Thought leadership

Using Statistical Science to Optimize Quality across the Medical Device Life Cycle

Medical Device Design & Development Support [BES]

June 13, 2019

The global medical device market is expected to reach an estimated $409.5 billion by 2023. Manufacturers of implantable devices, wearable devices, drug delivery systems, and devices for use in point-of-care (POC) hospital settings are all investing in continued innovation and technological development.

Two trends currently at the forefront of medical device innovation are 1) the development of new materials that are lightweight, strong, flexible, and durable and 2) the embedding of smart technologies. While both innovations offer important patient benefits, they can also pose risks that lead to adverse safety problems.

Manufacturers of implantable medical devices must ensure that the high-performance polymers, metal alloys, or medical plastics placed inside a patient's body will be effective and durable. Challenges can include the risk for extractables and leachables, lack of biocompatibility, and device failure due to fatigue from the cycles of the body. Many implantable devices, including implantable cardioverter-defibrillators (ICDs), neurostimulators, joint replacements, stents, and cochlear implants, have embedded technology that enables them to receive and generate data. Smart devices worn outside the body, such as continuous glucose monitors and insulin pumps, include similar technology. All are open to potential errors in data transmission and data security that can affect the safe use of the device and pose a risk for adverse user consequences.

Medical device manufacturers are increasingly leveraging statistical science to solve complex problems.

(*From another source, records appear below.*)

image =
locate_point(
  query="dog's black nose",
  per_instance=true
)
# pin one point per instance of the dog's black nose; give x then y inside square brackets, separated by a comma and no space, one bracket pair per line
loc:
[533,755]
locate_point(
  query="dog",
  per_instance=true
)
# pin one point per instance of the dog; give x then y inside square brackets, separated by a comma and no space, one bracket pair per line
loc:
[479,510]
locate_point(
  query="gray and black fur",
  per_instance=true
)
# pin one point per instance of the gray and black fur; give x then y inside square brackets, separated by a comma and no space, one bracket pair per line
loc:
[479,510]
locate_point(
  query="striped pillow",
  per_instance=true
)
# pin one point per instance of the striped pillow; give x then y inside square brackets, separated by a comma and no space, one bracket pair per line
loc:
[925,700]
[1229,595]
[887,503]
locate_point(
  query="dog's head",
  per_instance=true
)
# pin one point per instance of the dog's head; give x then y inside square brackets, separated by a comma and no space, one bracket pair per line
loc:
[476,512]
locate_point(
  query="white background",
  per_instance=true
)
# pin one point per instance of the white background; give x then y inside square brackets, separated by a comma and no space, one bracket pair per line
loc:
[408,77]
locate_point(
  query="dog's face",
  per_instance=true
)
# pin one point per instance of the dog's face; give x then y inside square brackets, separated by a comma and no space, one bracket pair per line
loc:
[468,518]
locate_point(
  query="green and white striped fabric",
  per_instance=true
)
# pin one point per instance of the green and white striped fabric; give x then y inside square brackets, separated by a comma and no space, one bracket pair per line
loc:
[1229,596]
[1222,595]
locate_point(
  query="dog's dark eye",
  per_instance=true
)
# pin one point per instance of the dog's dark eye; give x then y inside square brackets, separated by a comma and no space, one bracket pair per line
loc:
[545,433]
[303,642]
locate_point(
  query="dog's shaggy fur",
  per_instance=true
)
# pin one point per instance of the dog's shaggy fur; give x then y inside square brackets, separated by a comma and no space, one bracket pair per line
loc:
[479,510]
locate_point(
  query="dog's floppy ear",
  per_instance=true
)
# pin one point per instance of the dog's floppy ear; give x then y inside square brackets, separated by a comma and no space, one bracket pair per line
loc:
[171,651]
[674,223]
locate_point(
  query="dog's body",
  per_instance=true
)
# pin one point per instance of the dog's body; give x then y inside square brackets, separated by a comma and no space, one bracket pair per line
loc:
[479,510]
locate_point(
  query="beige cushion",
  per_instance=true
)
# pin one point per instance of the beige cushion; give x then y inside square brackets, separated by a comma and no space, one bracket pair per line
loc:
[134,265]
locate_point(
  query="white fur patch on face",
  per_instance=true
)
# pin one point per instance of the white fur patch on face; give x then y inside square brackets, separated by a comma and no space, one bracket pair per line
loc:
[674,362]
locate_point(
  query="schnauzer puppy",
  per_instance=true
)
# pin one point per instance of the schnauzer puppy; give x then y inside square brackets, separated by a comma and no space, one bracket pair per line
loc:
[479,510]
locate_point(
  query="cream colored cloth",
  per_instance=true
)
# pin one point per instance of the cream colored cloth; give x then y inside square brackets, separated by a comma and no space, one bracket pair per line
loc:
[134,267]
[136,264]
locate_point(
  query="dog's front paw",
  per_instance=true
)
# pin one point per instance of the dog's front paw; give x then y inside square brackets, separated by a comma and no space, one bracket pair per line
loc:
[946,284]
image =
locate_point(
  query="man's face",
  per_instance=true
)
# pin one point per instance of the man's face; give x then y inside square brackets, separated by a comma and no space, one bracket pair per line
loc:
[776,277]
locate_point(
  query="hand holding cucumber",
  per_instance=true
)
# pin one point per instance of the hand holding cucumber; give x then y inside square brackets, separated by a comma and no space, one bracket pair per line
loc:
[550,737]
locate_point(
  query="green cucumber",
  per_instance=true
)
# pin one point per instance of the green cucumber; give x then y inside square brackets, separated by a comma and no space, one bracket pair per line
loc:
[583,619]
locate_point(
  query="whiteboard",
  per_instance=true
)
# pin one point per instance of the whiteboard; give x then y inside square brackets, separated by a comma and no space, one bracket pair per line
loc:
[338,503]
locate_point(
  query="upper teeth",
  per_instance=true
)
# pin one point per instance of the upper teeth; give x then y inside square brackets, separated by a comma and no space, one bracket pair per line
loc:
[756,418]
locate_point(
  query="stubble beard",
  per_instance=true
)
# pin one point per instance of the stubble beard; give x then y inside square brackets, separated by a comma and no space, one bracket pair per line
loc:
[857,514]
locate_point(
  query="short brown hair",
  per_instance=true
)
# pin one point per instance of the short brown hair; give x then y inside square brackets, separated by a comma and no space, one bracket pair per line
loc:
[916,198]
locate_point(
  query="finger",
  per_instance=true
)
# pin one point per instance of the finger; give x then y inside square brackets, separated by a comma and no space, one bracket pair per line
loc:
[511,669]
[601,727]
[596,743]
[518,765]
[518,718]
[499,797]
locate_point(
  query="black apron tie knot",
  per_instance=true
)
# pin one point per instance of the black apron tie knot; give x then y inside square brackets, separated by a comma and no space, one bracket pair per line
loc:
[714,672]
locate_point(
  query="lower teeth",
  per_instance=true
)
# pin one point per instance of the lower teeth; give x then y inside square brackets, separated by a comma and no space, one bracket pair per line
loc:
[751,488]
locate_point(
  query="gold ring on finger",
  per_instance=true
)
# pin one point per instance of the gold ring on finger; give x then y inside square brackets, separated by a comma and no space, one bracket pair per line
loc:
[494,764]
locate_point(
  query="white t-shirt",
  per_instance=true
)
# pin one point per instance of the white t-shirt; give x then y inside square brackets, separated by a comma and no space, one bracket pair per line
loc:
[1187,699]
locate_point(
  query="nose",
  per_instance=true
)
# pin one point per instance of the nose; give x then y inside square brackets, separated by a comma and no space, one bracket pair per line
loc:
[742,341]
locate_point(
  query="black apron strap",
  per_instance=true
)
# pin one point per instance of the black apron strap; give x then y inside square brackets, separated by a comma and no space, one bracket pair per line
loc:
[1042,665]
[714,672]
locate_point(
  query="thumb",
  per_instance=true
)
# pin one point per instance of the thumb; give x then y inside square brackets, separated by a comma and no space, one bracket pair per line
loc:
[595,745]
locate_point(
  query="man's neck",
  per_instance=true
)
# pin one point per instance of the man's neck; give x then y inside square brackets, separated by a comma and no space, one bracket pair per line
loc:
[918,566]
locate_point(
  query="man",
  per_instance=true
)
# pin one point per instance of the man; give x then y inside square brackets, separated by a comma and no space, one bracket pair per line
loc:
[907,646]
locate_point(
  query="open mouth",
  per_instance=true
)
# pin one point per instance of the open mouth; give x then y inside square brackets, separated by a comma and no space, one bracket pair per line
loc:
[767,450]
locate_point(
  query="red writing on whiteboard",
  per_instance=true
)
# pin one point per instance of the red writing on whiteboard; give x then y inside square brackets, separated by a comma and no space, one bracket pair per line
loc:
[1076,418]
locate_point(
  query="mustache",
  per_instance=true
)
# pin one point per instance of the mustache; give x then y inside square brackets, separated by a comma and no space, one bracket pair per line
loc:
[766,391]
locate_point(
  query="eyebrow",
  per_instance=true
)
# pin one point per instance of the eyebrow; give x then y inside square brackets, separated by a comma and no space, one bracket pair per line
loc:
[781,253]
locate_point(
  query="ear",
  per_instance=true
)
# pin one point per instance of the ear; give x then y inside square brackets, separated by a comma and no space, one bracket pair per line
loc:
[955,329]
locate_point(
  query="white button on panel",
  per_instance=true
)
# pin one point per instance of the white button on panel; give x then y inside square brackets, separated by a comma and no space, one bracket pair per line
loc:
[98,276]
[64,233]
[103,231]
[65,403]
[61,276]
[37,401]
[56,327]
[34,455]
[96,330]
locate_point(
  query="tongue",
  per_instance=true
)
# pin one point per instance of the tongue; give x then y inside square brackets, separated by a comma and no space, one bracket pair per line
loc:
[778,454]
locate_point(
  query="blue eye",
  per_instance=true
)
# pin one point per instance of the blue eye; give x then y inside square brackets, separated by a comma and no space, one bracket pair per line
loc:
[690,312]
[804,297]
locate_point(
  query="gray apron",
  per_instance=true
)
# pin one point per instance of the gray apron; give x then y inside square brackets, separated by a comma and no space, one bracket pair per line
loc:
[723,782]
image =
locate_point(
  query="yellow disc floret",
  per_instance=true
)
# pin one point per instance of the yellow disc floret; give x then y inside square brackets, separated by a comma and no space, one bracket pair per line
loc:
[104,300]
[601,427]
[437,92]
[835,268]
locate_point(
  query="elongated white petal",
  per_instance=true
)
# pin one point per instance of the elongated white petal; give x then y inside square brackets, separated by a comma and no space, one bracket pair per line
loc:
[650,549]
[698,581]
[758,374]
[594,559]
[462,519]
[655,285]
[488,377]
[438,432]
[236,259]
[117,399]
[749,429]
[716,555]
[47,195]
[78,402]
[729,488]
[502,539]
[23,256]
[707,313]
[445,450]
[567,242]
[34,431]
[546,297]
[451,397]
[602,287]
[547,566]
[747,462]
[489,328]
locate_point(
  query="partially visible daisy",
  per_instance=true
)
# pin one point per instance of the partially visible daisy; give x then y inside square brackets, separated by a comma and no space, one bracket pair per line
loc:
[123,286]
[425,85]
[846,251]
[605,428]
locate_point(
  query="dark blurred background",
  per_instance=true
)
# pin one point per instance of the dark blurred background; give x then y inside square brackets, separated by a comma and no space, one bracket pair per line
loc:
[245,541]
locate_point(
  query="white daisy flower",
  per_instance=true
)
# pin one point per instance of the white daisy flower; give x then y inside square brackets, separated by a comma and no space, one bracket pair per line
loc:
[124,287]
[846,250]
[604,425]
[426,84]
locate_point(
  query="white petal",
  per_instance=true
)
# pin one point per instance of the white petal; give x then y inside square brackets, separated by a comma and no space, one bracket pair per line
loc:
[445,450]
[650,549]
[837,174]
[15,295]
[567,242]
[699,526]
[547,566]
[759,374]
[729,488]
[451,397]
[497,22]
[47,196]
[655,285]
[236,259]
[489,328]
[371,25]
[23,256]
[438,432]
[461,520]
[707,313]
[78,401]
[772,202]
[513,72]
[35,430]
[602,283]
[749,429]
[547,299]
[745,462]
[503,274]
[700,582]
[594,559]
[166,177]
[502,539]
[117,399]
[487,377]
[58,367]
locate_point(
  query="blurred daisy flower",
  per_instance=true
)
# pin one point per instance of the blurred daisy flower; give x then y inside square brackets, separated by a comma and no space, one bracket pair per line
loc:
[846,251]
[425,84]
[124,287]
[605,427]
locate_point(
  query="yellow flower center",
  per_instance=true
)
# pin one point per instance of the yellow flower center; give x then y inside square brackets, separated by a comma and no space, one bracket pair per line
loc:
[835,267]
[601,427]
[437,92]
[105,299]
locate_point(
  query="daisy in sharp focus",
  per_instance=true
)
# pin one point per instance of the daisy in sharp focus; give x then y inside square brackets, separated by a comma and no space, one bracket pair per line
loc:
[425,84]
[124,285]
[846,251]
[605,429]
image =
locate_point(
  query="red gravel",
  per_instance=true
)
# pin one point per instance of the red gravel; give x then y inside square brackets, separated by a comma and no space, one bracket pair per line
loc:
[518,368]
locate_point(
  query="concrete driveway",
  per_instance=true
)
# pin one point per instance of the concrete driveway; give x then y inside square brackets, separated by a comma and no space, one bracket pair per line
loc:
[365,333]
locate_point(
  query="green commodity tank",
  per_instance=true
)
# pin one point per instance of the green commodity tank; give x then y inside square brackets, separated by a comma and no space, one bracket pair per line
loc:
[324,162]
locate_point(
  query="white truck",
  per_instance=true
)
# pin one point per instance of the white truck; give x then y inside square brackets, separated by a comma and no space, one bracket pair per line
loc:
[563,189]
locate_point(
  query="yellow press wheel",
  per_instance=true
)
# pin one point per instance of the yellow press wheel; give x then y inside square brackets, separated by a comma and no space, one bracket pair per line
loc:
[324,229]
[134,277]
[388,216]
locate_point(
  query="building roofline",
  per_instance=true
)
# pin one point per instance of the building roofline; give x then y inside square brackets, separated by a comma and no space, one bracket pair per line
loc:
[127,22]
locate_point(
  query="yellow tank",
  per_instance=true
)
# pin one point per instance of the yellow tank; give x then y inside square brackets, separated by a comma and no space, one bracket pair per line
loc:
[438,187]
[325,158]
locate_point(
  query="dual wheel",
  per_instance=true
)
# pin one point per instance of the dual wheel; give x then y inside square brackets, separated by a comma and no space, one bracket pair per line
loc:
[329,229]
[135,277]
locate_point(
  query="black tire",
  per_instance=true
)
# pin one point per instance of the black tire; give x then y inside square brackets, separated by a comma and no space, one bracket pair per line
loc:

Statistical science can support product quality, reliability, and safety across all stages of the product life cycle, including early development studies, manufacturing to scale, and post-market surveillance.

Early Development Projects

Statistical science can play an important role in upstream or early development projects for medical device manufacturers by helping to more precisely frame research questions for product concept testing. It can also help inform the design of surveys, observational studies, and experiments to evaluate the efficacy and safety of products for clinical use. To answer these critical questions for medical device manufacturers, Exponent's team of statisticians often collaborate with science and engineering teams to predict the survivability of newly developed medical devices in the body. This process involves first deriving information from available predicate devices and then testing the new device's susceptibility to fatigue, corrosion, and MRI heating, as well as its overall survivability. Because of the long service lives sought for implantable devices, test engineers may accelerate aging by applying more stressful conditions than the device would experience under normal use. By providing guidance on the specimen quantity, testing conditions, and test duration, statisticians can help ensure that the team draws the most effective inferences possible matched to the resources expended.

Manufacturing Quality Control

Statistical science can also guide midstream projects where medical device manufacturers are producing at scale. This scope includes the development of systems to monitor product quality during the manufacturing process and support necessary process improvements. Statisticians may also design quality control programs to help manufacturers ensure the quality of materials received from suppliers.

When evaluating a manufacturing problem that has resulted in unacceptably large variability, understanding the root cause of variability is critical, as industry regulators can mandate a halt to manufacturing until the variability issue is fully resolved. In these instances, our team first engages engineers and scientists to understand the variability from a physical point of view. Our statisticians then evaluate data streams on raw materials and other inputs, manufacturing process steps, and end-of-line (EOL) measures. At this time automated learning algorithms to complement regression-based approaches may be deployed. If variation in the inputs or in-process metrics matches variation in the outputs, that finding may provide a clue into what is causing the problem. If statistical correlations are identified, Exponent can recommend further areas of investigation to confirm whether or not the potential cause identified is responsible for the variation in the manufactured product.

Post-Market Surveillance

Finally, statistical science can help inform downstream projects that monitor the performance of approved medical devices. Medical device manufacturers have an obligation to monitor the safety, efficacy, and reliability of their product in the field. Exponent often assists manufacturers who have received feedback regarding potential reliability and/or safety issues. In addition to performing root cause analysis, we can mine field performance data to prepare communications for regulatory agencies that convey the scope of the problem and potential implications. If the problem is the subject of litigation, we can also evaluate field performance with respect to potential claims that may be made against the manufacturer by adverse parties.

How Exponent Can Help

Exponent's statisticians are experts in quantitative science and understand how the right assumptions and data analysis methods can come together to solve complex problems. Coupled with our multidisciplinary team of engineers, materials scientists, and physicians, we can help manufacturers optimize product quality and safety across the entire product life cycle.